O segundo capítulo inicia-se ratificando a desistência
- "Abandonei a empresa" - para
logo em seguida dizer que não é nada disso, que vai voltar, sim, à composição,
e desta vez por conta própria, já admitindo que a interferência dos "ghost-writers" comprometeriam a
autenticidade da obra, pois - é neste ponto que entende-se tratar-se de
memórias - ele não teria coragem de expor sua vida nua e crua, na integra, para
os auxiliares. Os motivos para tamanha reserva são justificados logo que
inicia os seus registros.
Estes dois capítulos, a princípio, podem parecer
divagações dispensáveis ao corpo da trama central, pois não trazem nenhuma
informação direta sobre o objeto de sua narrativa. Neles encontramos, apenas,
em uma leitura superficial, a discussão sobre se haverá ou não a possibilidade
de construí-la (a narrativa).
Um olhar mais cuidadoso para o conteúdo dos capítulos
um e dois faz reconhecer o modo fascinante que Graciliano Ramos usou para dar,
tanto os primeiros traços de Paulo Honório, quanto os laços que o ligam ao
leitor.
A exposição do dilema querer escrever X não conseguir
escrever que perpassa todo o segundo capítulo cria um conexão imediata entre
quem lê e o narrador, propiciando um clima de cumplicidade entre os dois,
afinal ele (Paulo), de quem nada (ou muito pouco) se sabe até este momento,
partilha suas angústias sem meias palavras, sem as máscaras que temia usar. É
inevitável. O leitor é alçado ao papel de confessor e este efeito não seria
conseguido, se o livro iniciasse já com o
conteúdo do capítulo três.
Antes do grande mergulho, no entanto, vem um momento
de insegurança (ou medo de (re)ver a si mesmo), quando Paulo Honório parece
constatar a inutilidade do conteúdo do primeiro e segundo capítulos; "Dois
capítulos perdidos. Talvez não fosse mau aproveitar os do Gondim, depois de expurgados."
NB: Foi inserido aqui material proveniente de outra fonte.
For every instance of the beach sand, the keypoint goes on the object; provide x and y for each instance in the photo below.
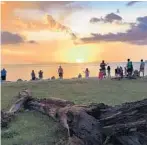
(32, 128)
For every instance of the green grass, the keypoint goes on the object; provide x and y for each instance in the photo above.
(32, 128)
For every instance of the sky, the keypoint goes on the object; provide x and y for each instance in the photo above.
(73, 32)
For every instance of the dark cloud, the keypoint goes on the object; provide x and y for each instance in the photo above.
(132, 3)
(112, 17)
(32, 42)
(11, 38)
(44, 5)
(136, 35)
(94, 20)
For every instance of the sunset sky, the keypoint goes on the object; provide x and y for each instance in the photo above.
(68, 31)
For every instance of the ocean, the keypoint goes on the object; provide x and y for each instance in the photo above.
(23, 71)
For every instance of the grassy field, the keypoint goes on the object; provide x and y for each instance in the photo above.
(32, 128)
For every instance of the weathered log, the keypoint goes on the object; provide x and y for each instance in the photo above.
(94, 124)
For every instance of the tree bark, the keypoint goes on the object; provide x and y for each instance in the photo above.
(94, 124)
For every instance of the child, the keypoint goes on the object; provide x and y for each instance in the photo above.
(86, 73)
(101, 74)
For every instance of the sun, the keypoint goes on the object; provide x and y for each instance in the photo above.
(79, 60)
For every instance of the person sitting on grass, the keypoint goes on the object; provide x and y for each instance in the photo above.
(87, 73)
(101, 75)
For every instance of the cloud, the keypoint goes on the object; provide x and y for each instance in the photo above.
(109, 18)
(136, 35)
(10, 38)
(132, 3)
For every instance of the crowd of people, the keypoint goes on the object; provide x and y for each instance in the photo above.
(104, 71)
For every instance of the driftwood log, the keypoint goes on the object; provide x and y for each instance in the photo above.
(94, 124)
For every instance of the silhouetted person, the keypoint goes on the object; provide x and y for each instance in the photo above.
(33, 75)
(60, 72)
(79, 76)
(142, 67)
(40, 73)
(121, 72)
(109, 71)
(103, 67)
(87, 73)
(3, 74)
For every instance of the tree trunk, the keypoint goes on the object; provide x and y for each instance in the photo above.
(95, 124)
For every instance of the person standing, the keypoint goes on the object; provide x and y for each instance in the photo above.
(3, 74)
(60, 72)
(87, 73)
(109, 71)
(33, 75)
(103, 67)
(142, 67)
(121, 72)
(40, 73)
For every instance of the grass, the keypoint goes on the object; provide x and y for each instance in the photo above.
(33, 128)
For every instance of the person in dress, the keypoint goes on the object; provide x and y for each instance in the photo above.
(40, 74)
(60, 72)
(87, 73)
(142, 67)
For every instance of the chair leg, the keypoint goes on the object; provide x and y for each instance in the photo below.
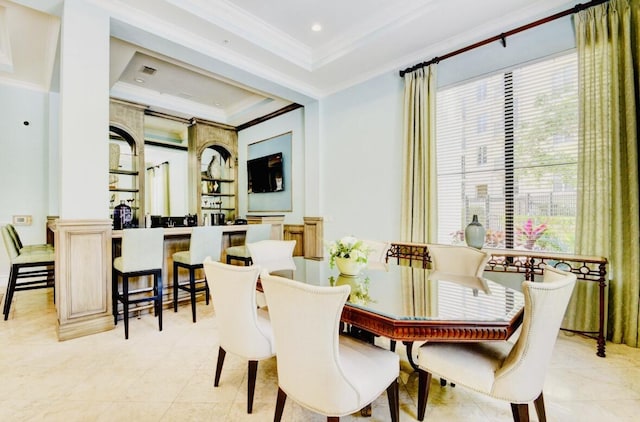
(11, 287)
(282, 398)
(251, 385)
(114, 296)
(520, 412)
(175, 287)
(424, 381)
(539, 403)
(158, 302)
(192, 291)
(393, 396)
(221, 354)
(125, 304)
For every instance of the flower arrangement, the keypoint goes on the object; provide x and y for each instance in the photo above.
(350, 248)
(527, 234)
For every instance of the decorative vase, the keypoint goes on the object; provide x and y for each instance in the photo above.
(474, 233)
(348, 266)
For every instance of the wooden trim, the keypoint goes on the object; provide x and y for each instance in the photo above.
(269, 116)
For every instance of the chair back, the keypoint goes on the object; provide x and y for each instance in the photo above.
(461, 264)
(233, 290)
(305, 320)
(521, 376)
(257, 232)
(377, 257)
(142, 249)
(273, 255)
(206, 241)
(12, 249)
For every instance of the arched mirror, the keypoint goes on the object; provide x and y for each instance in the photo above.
(123, 172)
(217, 175)
(166, 166)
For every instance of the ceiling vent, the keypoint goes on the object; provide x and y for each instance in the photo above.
(148, 70)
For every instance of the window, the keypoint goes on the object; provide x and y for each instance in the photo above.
(526, 164)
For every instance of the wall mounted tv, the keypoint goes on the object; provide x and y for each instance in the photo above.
(265, 174)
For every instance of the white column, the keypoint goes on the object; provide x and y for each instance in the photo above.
(84, 111)
(83, 231)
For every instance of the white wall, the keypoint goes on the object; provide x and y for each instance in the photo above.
(361, 142)
(290, 122)
(23, 162)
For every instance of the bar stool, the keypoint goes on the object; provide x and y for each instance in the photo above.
(206, 241)
(30, 269)
(142, 254)
(255, 233)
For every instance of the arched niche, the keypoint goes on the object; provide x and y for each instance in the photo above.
(213, 162)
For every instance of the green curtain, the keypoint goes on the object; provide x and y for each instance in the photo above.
(608, 219)
(419, 216)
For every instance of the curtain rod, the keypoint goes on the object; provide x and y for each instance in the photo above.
(503, 36)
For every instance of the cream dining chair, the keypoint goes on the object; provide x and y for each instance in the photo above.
(273, 255)
(459, 264)
(255, 233)
(512, 372)
(319, 369)
(244, 330)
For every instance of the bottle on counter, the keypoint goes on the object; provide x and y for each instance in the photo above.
(122, 216)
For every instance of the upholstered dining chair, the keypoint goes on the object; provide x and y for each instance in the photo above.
(512, 372)
(273, 255)
(461, 264)
(243, 329)
(29, 269)
(142, 254)
(206, 241)
(319, 369)
(255, 233)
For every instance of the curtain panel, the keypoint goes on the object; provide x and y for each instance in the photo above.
(607, 38)
(419, 206)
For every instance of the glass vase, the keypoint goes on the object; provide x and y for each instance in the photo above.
(474, 233)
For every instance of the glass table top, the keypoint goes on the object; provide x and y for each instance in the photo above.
(406, 293)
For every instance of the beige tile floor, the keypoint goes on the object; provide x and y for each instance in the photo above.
(168, 376)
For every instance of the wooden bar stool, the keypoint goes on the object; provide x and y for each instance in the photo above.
(206, 241)
(30, 269)
(255, 233)
(142, 255)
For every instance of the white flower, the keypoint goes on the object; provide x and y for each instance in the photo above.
(348, 247)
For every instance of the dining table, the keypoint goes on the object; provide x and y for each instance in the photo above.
(406, 304)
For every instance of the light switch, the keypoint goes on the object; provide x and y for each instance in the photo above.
(22, 220)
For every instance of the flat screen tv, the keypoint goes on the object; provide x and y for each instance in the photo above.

Esta afirmação, por tudo que já foi argumentado anteriormente, não pode ser
aceita, absolutamente, como verdade. Todas informações contidas servem,
inclusive, como porta de entrada para São Bernardo, como substância base para o
entendimento do discurso e do próprio Paulo Honório.
Percebemos logo de cara que não estamos, tampouco,
diante da história de vida de um homem inseguro, que criou um longo
chove-não-molha para retardar o confronto com uma dura realidade ou com a culpa.
Nem é ele um contador de histórias incompetente, sem controle qualquer sobre
suas lembranças. Nada disso. O mergulho no seu universo foi mencionado e o
mergulho total e profundo virá, com uma narrativa frenética que mal dá tempo ao
leitor para que tome fôlego, pois ele próprio (narrador) não parece muito
preocupado em respirar, uma vez que engata no ritmo certo.
Daí em diante o dinamismo que o fazendeiro usou para
construir seu império é confirmado e tem reflexo no jeito adotado por ele para
narrar sua trajetória. Com frases curtas, idéias diretas e sem rodeios, em
pouco menos de quatro páginas sabemos parte consistente de sua saga e com que tipo de pessoa estamos lidando.
Uma pessoa rude, forjada para a truculência, mas dotada de uma tremenda
sagacidade e detentor de uma inteligência prodigiosa. Um bruto nos modos, porém
não no intelecto.
Se, por um lado, à medida que a história toma corpo,
fica cada vez mais patente que a violência é uma de suas marcas mais fortes,
por outro vai também crescendo e confirmando-se a noção de sua extrema
competência, tanto para tecer sua tramoias, quanto para tecer as tramas de seu
enredo.
Um primeiro exemplo a aparecer no livro é contado a
partir de um ocorrido, envolvendo um certo Dr. Sampaio, que comprou de Paulo
Honório - no tempo em que este ainda era peão - uma boiada, mas na hora de
fazer o acerto pelos animais e o serviço de entrega, não quis efetuar o
pagamento e ficou "palitando os dentes" - imagem que mostra o quanto
o tal doutor colocava-se em uma posição inatingível (provavelmente por ser uma
pessoa poderosa em sua região) e que despertou em Paulo um enorme desejo de
acerto de contas. A situação lhe era em tudo desfavorável. Estava em uma terra
"estranha", lidando com uma pessoa acima do bem e do mal, não tinha
dinheiro. Qualquer outro teria recolhido-se a sua insignificância e seguido o
seu caminho de mãos abanando. Só que Paulo Honório tinha de seu lado qualidades
que lhe davam um outro tipo de poder: o raciocínio frio, para elaborar no calor
do ódio um plano B, e a paciência para esperar o momento certo de
contra-atacar. E a hora do acerto veio depois de haver sido calculada com
método:
Não desanimei: escolhi uns rapazes em
Cancalancó e quando o doutor ia para a fazenda caí-lhe em cima de supetão.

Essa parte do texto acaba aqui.